Attorney David Douty Colton’s “Italian palace,” an L-shaped, two-story Georgian-style building with a redwood frame, was completed in 1872. With a formal façade featuring marble steps guarded by two stone lions and Corinthian columns flanking the windows, it occupied no less than half a city block and cost around $75,000. Two years later, when construction began on a house for Leland Stanford—then president of the Central Pacific Railroad and former governor of California—a cable car line fought for by Colton ran up California Street, rendering the hill less formidable and the real estate even more valuable. Clad in granite, Stanford’s “Nob Hill castle” had six chimneys, bay windows on all four sides, and front doors made out of solid rosewood and mahogany, framed by triple columns. At 41,000 square feet, with fifty rooms, its cost was estimated between $1 million and $2 million. Stanford and his wife, Jane, commissioned Eadweard Muybridge, the pioneering mid-nineteenth-century photographer, to take pictures of the exterior and the sumptuous furnishings, which included allegorical paintings depicting the continents of the world, a frescoed ceiling, marble statuary, and a salon decorated in trompe l’oeil paintings and embroidery.

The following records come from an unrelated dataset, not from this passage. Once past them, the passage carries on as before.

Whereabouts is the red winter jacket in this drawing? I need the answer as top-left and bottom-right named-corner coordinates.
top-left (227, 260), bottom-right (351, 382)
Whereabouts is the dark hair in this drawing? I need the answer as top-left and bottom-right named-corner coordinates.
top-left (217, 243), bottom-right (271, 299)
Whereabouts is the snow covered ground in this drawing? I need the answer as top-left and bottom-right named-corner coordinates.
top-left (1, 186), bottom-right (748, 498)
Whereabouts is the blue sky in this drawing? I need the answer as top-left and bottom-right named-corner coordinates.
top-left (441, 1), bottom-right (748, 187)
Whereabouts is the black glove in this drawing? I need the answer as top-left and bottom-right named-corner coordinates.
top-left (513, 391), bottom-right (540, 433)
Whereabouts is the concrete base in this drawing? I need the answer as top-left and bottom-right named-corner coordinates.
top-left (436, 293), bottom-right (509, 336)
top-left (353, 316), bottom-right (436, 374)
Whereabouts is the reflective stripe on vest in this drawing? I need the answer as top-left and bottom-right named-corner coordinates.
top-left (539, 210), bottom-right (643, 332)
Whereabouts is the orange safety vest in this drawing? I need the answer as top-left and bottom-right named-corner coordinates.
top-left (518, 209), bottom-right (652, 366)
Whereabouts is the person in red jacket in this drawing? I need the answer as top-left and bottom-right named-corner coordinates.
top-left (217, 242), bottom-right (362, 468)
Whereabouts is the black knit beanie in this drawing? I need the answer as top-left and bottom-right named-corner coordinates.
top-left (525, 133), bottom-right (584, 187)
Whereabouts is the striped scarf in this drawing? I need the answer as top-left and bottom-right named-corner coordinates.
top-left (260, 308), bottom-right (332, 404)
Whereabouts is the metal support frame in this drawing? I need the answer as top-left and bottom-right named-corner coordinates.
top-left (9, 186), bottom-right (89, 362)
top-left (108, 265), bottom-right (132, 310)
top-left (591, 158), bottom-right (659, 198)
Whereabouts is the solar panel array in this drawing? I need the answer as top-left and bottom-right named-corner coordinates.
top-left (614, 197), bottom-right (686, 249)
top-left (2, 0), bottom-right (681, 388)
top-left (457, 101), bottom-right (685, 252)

Charles Crocker’s home was the last of Bugbee and Son’s Nob Hill creations, and the most flamboyant. The 25,000-square-foot palazzo was situated at the top of the hill on the site of twelve smaller houses, which Crocker had bought and promptly demolished. The lone holdout was a German undertaker named Nicholas Yung, who demanded $12,000 for his property. Crocker, who would eventually spend around $3.5 million on his mansion, declined to pay. Instead, he built a forty-foot-tall “spite fence” surrounding Yung’s house. In retaliation, Yung
threatened to erect a coffin on his roof, visible above the fence, with a skull and crossbones painted on the side—simultaneously an advertisement for his business and a menacing memento mori. Even after Yung died in 1880, Crocker refused to take down the fence.

The Sundial
, Jackson’s fourth novel, revolves around the Hallorans, a disagreeable family who occupy a mansion at the top of a hill, surrounded by a stone wall. Crocker’s Second Empire-style palace went further: it was enclosed by a wall of solid granite and crowned with a seventy-six-foot tower. A party given there in 1879 was the San Francisco social event of the decade, “an entertainment that will stand without rival possibly for years to come as regards sumptuousness, tastefulness of decorative art and nicety, elaborateness of ornamentation and illumination and prodigality of expenditure,” a local newspaper reported. The menu included two kinds of oysters and nineteenth-century delicacies such as “Terrapine à la Maryland,” “Mignons de Foie Grasse à la Russe,” and “Galantine de Dinde au Suprême.” Mrs. Crocker wore a burgundy velvet dress and an estimated $100,000 worth of diamonds.